Tenho a mesma posição de Paulo Santana, quanto ao próximo presidente da República, limitada a escolha a Dilma Roussef ou José Serra, mas não por indiferença. Ambos têm mostrado ao longo do tempo, não serem suscetíveis ao banditismo utópico que ainda não encontrou porta aberta cá no Brasil.
Há uma segunda razão para o "tanto faz, tanto fez". Se alguém tem alguma dúvida do que é uma herança maldita, o fim de novembro vai ensinar: está à espera do sucessor de Lula uma bomba de várias gigatoneladas, facilmente detectável com o dólar que começa a fugir e principalmente com a inflação que começa a subir, deixando para trás os números de 2003, quando Fernando Henrique Cardoso transmitiu a presidência.
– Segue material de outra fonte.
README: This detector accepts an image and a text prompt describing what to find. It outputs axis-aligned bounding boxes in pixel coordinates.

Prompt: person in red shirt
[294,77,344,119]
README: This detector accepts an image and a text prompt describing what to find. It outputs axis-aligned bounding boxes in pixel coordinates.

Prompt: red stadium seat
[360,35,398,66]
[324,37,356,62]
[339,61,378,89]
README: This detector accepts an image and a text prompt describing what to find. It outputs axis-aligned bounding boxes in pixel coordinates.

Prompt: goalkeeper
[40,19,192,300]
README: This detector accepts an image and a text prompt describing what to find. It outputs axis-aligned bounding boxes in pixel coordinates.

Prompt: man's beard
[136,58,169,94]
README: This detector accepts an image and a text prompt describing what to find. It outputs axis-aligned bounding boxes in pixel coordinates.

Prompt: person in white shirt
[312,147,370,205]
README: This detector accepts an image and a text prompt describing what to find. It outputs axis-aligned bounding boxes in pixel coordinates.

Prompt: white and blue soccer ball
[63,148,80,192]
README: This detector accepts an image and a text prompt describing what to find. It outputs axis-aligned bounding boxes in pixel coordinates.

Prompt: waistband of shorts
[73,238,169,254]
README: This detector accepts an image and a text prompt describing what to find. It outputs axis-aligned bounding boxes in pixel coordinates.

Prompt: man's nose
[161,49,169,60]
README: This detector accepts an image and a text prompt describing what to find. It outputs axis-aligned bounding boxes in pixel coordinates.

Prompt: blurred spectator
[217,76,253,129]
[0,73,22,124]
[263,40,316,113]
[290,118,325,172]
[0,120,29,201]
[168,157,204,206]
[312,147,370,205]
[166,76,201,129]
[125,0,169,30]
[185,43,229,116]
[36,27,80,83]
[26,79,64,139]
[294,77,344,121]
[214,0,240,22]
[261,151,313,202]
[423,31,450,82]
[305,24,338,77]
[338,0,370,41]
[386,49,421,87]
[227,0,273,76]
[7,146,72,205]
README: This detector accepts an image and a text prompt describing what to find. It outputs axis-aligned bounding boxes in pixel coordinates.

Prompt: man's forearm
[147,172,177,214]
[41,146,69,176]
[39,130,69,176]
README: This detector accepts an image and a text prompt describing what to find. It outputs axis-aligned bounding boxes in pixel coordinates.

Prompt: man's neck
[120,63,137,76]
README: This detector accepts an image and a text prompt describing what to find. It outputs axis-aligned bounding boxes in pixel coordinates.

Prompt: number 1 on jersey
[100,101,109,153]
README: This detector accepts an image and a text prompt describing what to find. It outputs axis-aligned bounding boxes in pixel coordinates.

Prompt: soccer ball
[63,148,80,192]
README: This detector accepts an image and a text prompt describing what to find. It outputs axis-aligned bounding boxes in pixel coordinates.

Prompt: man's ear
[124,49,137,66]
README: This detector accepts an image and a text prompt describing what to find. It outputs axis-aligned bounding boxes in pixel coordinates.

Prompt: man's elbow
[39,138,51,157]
Portanto, Serra ou Dilma, Dilma ou Serra, tanto faz como tanto fez. O legado é muito semelhante ao de Orestes Quércia, quando faliu o Estado de São Paulo – ele só admitiu ter quebrado o Banco do Estado – para eleger seu sucessor, Luiz Fleury. Todos sabemos do que custou ao povo paulista e a Mário Covas repor a locomotiva nos trilhos, o que, aliás, já induz a uma reflexão: como teria sido escrita a História do Brasil, se em lugar de se distraírem com a briga do sindicalista com o caçador de marajás – os dois agora são tão amigos! – os eleitores tivessem prestado atenção aos que lhes dizia Mário Covas.
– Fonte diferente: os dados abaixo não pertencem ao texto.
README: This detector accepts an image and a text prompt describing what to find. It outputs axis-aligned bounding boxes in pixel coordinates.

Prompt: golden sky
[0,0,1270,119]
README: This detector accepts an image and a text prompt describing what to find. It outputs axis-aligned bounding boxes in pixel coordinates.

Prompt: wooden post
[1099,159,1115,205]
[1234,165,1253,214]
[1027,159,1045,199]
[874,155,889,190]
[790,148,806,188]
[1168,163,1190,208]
Mas voltemos à última Pesquisa Data/Sensus. Se depois de toda a exposição dos últimos meses, a tiracolo de Lula, de Seca a Meca, Dilma só conseguiu 27,8%, enquanto Serra, sem sair de São Paulo, ainda subiu 1,4%, onde está a transferência dos 81,7% da popularidade do presidente Lula à sua candidata? Se ele lhe repassasse apenas 40%, menos da metade, ela já estaria abrindo um boqueirão sobre todos os outros competidores. Mesmo a pesquisa espontânea mostra a resistência do eleitor à candidata: toda a exposição lhe valeu 9,5% das indicações, apenas 0,2% acima dos 9,3% de um Serra que só estará presente e mostrando sua plataforma a partir de abril.
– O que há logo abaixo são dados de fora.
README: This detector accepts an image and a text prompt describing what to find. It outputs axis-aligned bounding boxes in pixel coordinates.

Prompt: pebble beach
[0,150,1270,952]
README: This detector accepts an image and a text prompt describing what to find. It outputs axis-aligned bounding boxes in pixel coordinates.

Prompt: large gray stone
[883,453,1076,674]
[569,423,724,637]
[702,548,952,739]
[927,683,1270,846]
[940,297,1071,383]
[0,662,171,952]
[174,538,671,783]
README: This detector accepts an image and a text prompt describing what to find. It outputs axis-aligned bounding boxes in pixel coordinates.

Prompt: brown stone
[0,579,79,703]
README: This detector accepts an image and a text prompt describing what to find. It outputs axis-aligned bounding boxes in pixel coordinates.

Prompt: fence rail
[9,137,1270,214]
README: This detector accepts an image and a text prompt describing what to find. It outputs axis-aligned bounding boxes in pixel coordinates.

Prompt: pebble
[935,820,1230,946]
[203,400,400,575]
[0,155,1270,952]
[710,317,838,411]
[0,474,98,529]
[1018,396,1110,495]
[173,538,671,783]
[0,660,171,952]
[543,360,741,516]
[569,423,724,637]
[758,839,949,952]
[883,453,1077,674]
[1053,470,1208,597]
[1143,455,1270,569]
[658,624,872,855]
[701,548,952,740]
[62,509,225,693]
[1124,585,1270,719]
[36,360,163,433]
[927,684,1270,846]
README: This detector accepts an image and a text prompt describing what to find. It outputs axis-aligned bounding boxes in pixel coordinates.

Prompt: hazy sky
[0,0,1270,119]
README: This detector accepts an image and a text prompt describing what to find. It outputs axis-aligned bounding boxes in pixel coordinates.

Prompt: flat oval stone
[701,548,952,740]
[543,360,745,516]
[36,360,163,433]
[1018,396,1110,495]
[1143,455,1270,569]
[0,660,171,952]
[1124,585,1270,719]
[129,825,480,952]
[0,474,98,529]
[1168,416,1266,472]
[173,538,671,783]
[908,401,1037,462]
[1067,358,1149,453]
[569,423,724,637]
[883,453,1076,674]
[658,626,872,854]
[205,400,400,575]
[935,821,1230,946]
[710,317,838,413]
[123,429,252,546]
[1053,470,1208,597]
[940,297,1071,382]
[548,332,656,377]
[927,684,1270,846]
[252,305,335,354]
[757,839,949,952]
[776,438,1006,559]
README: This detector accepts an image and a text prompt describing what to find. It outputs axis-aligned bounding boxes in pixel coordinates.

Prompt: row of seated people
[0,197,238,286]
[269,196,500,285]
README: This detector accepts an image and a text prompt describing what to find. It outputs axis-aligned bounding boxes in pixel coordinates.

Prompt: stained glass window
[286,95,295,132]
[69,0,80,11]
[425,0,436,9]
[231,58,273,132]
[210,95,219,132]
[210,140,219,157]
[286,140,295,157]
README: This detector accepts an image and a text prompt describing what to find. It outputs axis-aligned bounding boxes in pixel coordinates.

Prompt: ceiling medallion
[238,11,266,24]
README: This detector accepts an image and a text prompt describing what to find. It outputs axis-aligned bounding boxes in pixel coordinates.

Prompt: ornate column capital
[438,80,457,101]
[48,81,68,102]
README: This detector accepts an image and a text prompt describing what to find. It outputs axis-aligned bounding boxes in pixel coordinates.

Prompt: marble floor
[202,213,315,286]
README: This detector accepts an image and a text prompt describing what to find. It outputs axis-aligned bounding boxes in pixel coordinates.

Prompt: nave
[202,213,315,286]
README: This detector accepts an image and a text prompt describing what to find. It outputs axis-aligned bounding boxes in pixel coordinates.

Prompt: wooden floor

Chama a atenção que a diferença mais apertada de 6,9% só aparece quando Ciro Gomes é apresentado ao eleitor, também como candidato à Presidência da República. Quando não acontece, Serra dispara para 40,7% enquanto Dilma tem de se contentar com meros 28,5 – raquíticos 0,7% de transferência.
Ciro Gomes tira votos de Serra, mas não os transfere para Dilma? Ou será que os 11% de Ciro – correspondem a 10 milhões de eleitores – são aqueles mesmos votos que foram negados a Lula, no primeiro turno de 2006, quando ele achou que sua popularidade poderia reelegê-lo sem necessidade de aliados? E que retornaram ao seu cantil, após a apressada visita de penitência a São Luiz do Maranhão, Belém do Pará, e, principalmente, Belo Horizonte?
É um enigma cuja solução, do alto de seus bigodes, Zé Sarney & Cia Ilimitada podem falar com autoridade.
Ditos e achados
Fernando de Barros e Silva, sobre o Forum Social Mundial, na Folha de São Paulo: "Que esquerda é essa que vira as costas aos estudantes venezuelanos e não se manifesta contra a escalada autoritária de Chávez? Que esquerda é essa, para quem o mensalão não existiu ou acha que 'a vida é assim mesmo'? Que esquerda é essa, capaz de defender a barba de Fidel Castro e o bigode de José Sarney?"